I completely agree.  Interestingly, Bluegreen management has done a great job at keeping the troops calm.  In talking to many of them, they really believe in the Bluegreen Management's ability to ward off Siegel's attack.

I think the probability of a takeover is a lot higher than most employees believe.  If it does happen, there will be shock and awe inside the company.


----------



## Vince @ Bluegreen (Aug 17, 2006)

Tom52 said:
			
		

> Hi Vince, glad to see you here.  You may not recall this but we had several conversations some months ago about UDIs at CMV and during our conversations I asked you if you were familiar with TUG and the Yahoo Bluegreen site. Since you were not I suggested to pay us a visit and join in to see what your customers have to say about Bluegreen.  Glad to see you here.
> 
> Tom



Tom,

I DO remember! This site really is the best of its kind that I have seen. Thanks for the heads up on TUG


----------



## Vince @ Bluegreen (Aug 17, 2006)

BocaBum99 said:
			
		

> Hey Vince,
> 
> Be careful about posting on these boards.  It's not a smart thing for employees to post about their employers.  Many have rules against that.
> 
> ...



Hey BocaBum,

Siegel is a money maker, no question... and he should not be underestimated. That said, my money is on him failing in his attempts to take BG over.


----------



## mrspigdoc (Aug 17, 2006)

what would you expect him to do that would ruin Bluegreen?  What has he done in the past?
Thanks, Teresa


----------



## rickandcindy23 (Aug 17, 2006)

Some of the Westgate older properties have been run into the ground.  When they are done selling, the resorts just look bad.  The one next to Westgate Lakes has ugly grounds and the units have very old furniture.  If you exchange into Westgate, make sure you are in a newer resort.  RCI seems to have the bad ones.

Also, their sales pitch is infamously pushy.  We stayed at Lakes last year and our phone rang every morning.  We finally unplugged it one night and found it plugged back in the next.


----------



## dougp26364 (Aug 18, 2006)

mrspigdoc said:
			
		

> what would you expect him to do that would ruin Bluegreen?  What has he done in the past?
> Thanks, Teresa



With Westgate, it seems to be all about profit and nothing about owners. Everything done by Westgate is for Westgate at the owners expense.


----------



## maddaug (Aug 18, 2006)

We owned a timeshare in Missouri, gold crown and as soon as it bacame Westgate RCI pulled the gold plug on it. No reason, the resort was the same just the name change was enough.  

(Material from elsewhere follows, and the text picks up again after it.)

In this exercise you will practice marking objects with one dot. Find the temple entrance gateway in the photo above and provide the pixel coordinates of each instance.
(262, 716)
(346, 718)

After a $100 special assessment we jumped ship and sold. Glad that's over!!!


----------



## ralphd (Aug 21, 2006)

According to the Sunday Orlando paper, David Siegel is building a 90,000 square foot house in Orlando. The house will be the largest occupied (some houses are larger, but are museums or etc) house in the U.S.
Your Westgate dollars have been well spent!


----------



## Carolinian (Aug 26, 2006)

Street Talk reports that there was an SEC filing on August 22 indicating that Siegel now owns 31.5% of Bluegreen.


----------



## rickandcindy23 (Aug 26, 2006)

Oh, no!  I hate the idea of Bluegreen becoming like Westgate.   

I guess I will leave that nice package on ebay alone for now.........


----------



## caribbean (Aug 27, 2006)

Can anyone explain to me how this works?? Has Bluegreen claimed their rights? Excerpt from Bluegreen "Poison Pill" :

Subject to the exceptions described above, if a person or group acquires 15% or more of the Company's outstanding common stock, each Right will entitle its holder (other than such person or members of such group) to purchase, at the Right's then-current exercise price, a number of the Company's common shares having a market value of twice such price. In addition, if the Company is acquired in a merger or other business combination transaction after a person has acquired 15% or more of the Company's outstanding common stock, each Right will entitle its holder to purchase, at the Right's then-current exercise price, a number of the acquiring company's common shares having a market value of twice such price. The person who acquired 15% or more of the Company's outstanding common stock will not be entitled to exercise these Rights.

Prior to the acquisition by a person or group of beneficial ownership of 15% or more of the Company's common stock, the Rights are redeemable for one cent per Right at the option of the Board of Directors. The Board of Directors is also authorized to reduce the 15% thresholds referred to above to not less than 10%. The dividend distribution will be made on August 16, 2006, payable to shareholders of record on that date, although the provisions of the Rights are in effect as of today. The distribution of Rights is not taxable to shareholders. The Rights will expire on July 27, 2016.

Thanks,


----------



## pedro47 (Aug 28, 2006)

Will 39% ownership of stocks make Mr. S the majority owner of this company?


----------



## Kona Lovers (Aug 29, 2006)

Would his owning Bluegreen affect those of us who own at the Pono Kai or Pacific Fantasy, that Bluegreen handles reservations and collecting mf's for?


----------



## Carolinian (Aug 29, 2006)

For Pono Kai, at least, Bluegreen is also buying up HOA weeks and holding onto them, and being rather assertive in election of the HOA board.  The latter action, in particular, should be of considerable concern right now, and would be much more so if Siegal takes control.  Homeowner democracy is NOT one of his trademarks.


----------



## RonaldCol (Sep 14, 2006)

*Bought Some Bluegreen Stock Two Weeks Ago*

I thought I'd take a watching position in Bluegren a few weeks ago. Bought a few shares at $11.25.

Wondering about a spread play: Long Bluegreen and Short Wyndham (symbol H, formerly Cendant RCI division). Just musing to myself. Early in the game.


----------



## Jollyhols (Sep 22, 2006)

This thread is quite depressing.  I am still trying to sell my Westgate unit at a great loss on the original price (though I have to admit its condition is ok really and it does have a nice view over the lake)


----------